The most honest assessment is that remote robotic surgery remains a technology in search of reliable infrastructure. The surgical robots themselves are capable. The surgeons are skilled. The missing piece is a network layer that guarantees sub-150-millisecond latency with near-zero jitter, available everywhere, all the time. We don’t have that. Not in rural Appalachia. Not in sub-Saharan Africa. Not in the places where telesurgery would matter most.
And the regulatory picture is complicated. The FDA has not established a clear approval pathway for telesurgical procedures performed across state lines, let alone international borders. Medical licensing is state-based in the U.S. A surgeon licensed in New York operating on a patient in Texas faces legal questions that haven’t been resolved. Cross-border procedures add layers of liability, malpractice jurisdiction, and credentialing complexity that no one has fully addressed. STAT News has covered these regulatory gaps extensively, noting that the legal framework lags years behind the technical capability.
There’s also the question of whether remote surgery is solving the right problem. The global shortage of surgeons — particularly specialists — is real. The World Health Organization estimates that 5 billion people lack access to safe surgical care. Remote surgery could theoretically allow a specialist in Boston to operate on a patient in rural Kenya. That’s a compelling vision. But it assumes the receiving facility has a functioning surgical robot (which costs $1-2 million), trained support staff to position the patient and manage anesthesia, reliable power, and the network infrastructure described above. The surgeon is only one piece of a complex system.
I grew up in the Midwest, in communities where the nearest specialist was hours away. I understand the appeal of telemedicine and its extensions.

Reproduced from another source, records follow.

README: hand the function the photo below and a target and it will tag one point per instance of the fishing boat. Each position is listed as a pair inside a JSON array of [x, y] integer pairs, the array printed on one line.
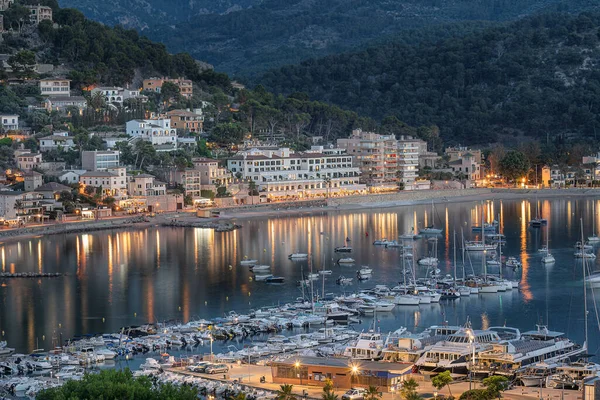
[[431, 229], [260, 267], [343, 249], [548, 258], [297, 256]]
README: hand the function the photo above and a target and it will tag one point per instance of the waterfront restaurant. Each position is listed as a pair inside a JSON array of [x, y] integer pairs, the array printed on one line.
[[343, 372]]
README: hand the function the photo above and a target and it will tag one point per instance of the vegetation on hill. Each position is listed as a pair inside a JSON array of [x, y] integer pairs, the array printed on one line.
[[537, 77], [254, 35]]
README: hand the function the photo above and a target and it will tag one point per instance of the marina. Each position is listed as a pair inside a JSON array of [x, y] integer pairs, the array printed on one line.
[[276, 289]]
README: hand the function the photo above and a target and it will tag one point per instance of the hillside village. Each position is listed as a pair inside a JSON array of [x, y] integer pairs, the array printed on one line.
[[77, 149]]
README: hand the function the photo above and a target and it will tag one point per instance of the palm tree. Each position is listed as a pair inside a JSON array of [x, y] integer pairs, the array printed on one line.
[[286, 393], [372, 393]]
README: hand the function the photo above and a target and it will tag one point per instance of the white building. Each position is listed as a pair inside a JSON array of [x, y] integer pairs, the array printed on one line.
[[55, 87], [113, 183], [156, 131], [283, 173], [99, 160], [60, 140], [9, 122], [144, 185], [71, 176]]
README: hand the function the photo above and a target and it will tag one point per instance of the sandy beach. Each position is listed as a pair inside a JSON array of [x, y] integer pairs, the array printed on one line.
[[236, 215]]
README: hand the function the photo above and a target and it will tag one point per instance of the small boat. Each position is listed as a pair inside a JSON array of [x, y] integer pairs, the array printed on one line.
[[260, 267], [584, 254], [297, 256], [428, 261], [513, 262], [381, 242], [343, 249], [264, 277], [342, 280]]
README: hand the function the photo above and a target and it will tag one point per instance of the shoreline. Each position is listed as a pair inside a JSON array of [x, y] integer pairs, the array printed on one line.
[[230, 216]]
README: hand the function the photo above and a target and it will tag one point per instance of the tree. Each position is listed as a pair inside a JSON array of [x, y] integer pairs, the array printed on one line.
[[286, 392], [372, 393], [114, 384], [495, 385], [23, 63], [514, 165], [441, 380]]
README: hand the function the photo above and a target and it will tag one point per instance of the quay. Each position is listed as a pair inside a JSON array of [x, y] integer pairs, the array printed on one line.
[[249, 375]]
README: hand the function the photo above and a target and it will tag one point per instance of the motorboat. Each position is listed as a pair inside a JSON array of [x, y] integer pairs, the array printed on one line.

But having watched technology hype cycles for decades — I started tinkering with computers before most of my classmates knew what a modem was — I’ve learned to distinguish between what works in a demonstration and what works at Tuesday-morning scale.

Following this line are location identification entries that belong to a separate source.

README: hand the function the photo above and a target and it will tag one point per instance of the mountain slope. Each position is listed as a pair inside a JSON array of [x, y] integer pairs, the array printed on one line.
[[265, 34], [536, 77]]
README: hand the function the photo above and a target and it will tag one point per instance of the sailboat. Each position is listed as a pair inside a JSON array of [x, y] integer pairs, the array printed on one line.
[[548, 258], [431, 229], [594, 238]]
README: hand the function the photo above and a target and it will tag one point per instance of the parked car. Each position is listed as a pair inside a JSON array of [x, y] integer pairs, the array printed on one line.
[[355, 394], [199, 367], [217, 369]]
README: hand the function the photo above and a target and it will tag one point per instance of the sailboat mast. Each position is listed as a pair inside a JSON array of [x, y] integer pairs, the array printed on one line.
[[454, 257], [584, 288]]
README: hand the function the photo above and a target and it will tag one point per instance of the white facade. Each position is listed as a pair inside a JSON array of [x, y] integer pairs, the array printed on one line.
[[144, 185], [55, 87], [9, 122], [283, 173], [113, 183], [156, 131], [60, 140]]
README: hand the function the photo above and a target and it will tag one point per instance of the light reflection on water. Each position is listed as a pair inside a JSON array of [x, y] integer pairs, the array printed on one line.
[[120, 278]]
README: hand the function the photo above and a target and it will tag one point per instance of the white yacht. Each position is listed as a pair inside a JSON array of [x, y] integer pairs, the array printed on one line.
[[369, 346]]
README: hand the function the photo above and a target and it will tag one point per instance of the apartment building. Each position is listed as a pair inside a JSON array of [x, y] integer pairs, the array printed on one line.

The NYU team deserves credit. Genuinely. They’ve pushed the technical envelope and demonstrated that the latency barrier can be managed over intercontinental distances with the right infrastructure. Dr. Michael Lee, who led the surgical team, told reporters the procedure went “exactly as planned,” and the patient was discharged within the expected recovery window. That’s a good outcome.
But one successful procedure on a dedicated network doesn’t constitute a viable clinical program. Intuitive Surgical, the maker of the da Vinci system, has been cautious in its public statements about telesurgery, and for good reason. Their business model depends on reliability and regulatory compliance, not headline-grabbing demonstrations. According to their 2024 annual report, the company installed over 9,000 da Vinci systems worldwide, but none are marketed or approved for remote operation across clinical sites.
The path forward likely involves incremental steps rather than a dramatic leap. Telementoring — where an expert surgeon guides a less experienced surgeon in real time via video and augmented reality overlays — is already happening and doesn’t require the same latency guarantees as direct telemanipulation. It’s less glamorous. It also works with existing infrastructure. Several academic medical centers, including the Mayo Clinic and Johns Hopkins, have active telementoring programs that have demonstrated measurable improvements in surgical outcomes at partner hospitals, as reported by Healthcare IT News.
My position is straightforward. Remote robotic surgery will eventually become clinically viable at scale. The physics and engineering support it. But “eventually” is doing a lot of work in that sentence. The infrastructure gap is real, the regulatory framework is absent, and the cost barriers are substantial. Industry insiders should watch the network buildout — particularly dedicated medical-grade network slicing on 5G — more closely than they watch surgical demonstrations. The robot isn’t the bottleneck. The pipe is.
And until someone solves the pipe problem, telesurgery remains what it has been since 2001: a spectacular proof of concept waiting for the world to catch up.